Alf Nilsen Examines Democratic Struggles in the Adivasi Heartland
Current debates and research on adivasi struggles in India tends to focus on the Naxalite movement in central and eastern India and resistance against large-scale processes of dispossession. Important as this phenomenon may be, there are also other traditions of Adivasi struggle in other regions of the country which, if given their due attention, can enrich and diversify an increasingly polarized debate over subaltern agency and strategy. In a paper delivered to the South Asian Studies Council Colloquium, Alf Nilsen, postdoctoral fellow in the Department of Sociology at the University of Bergen and a Visiting Research Scholar at the Center for Place, Culture and Politics at CUNY, will investigate the character and trajectory of democratic mobilization among Bhil adivasis in western Madhya Pradesh.
October 10, 4:30pm • Room 203, Luce Hall, 34 Hillhouse Avenue
The first part of the paper outlines the contours of adivasi subordination in western Madhya Pradesh, focusing on how adverse incorporation into the region’s economy has been compounded by de facto disenfranchisement in relation to the local state. He then moves on to trace the historical origins of adivasi subordination in the western Indian region more generally - focusing in particular on the effects of the restructuring of sovereignty that occurred under the aegis of the colonial state. The third and final part of the paper analyzes the ways in and extent to which grassroots struggle rooted in the Bhil communities of western Madhya Pradesh in the 1980s and 1990s have succeeded in democratizing local-state society relationships in the region, and discusses the ramifications of these experiences in terms of prospects and strategies for adivasi emancipation in contemporary India.

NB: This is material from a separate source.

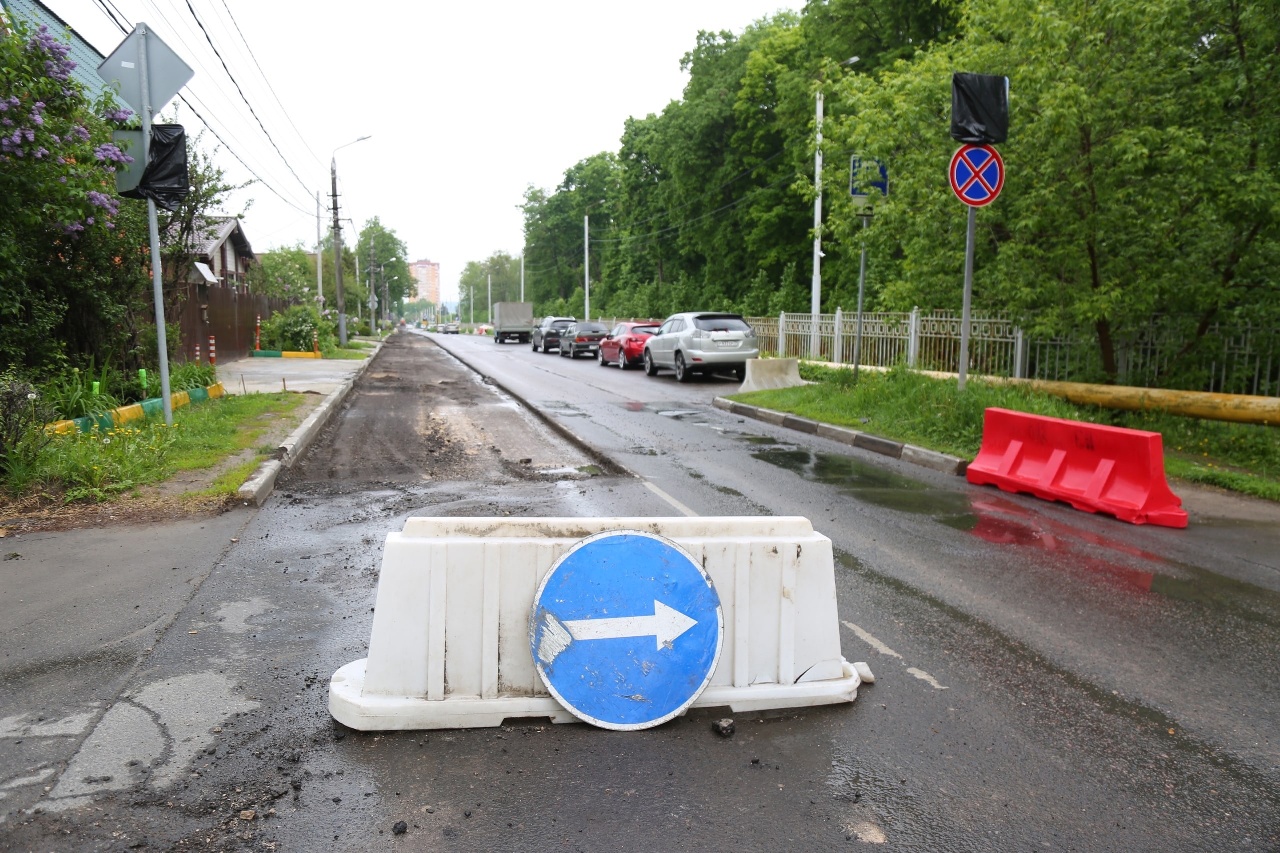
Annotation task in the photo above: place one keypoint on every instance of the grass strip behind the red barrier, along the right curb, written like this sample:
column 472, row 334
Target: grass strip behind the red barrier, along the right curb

Dr.Nilsen’s research focuses on social movements in the global South and India in particular. He is the author of Dispossession and Resistance in India: The River and the Rage (Routledge: 2010), a study of the Narmada anti-dam movement, and co-editor of Social Movements in the Global South: Dispossession, Development and Resistance (Palgrave: 2011) and Marxism and Social Movements (Brill: 2013).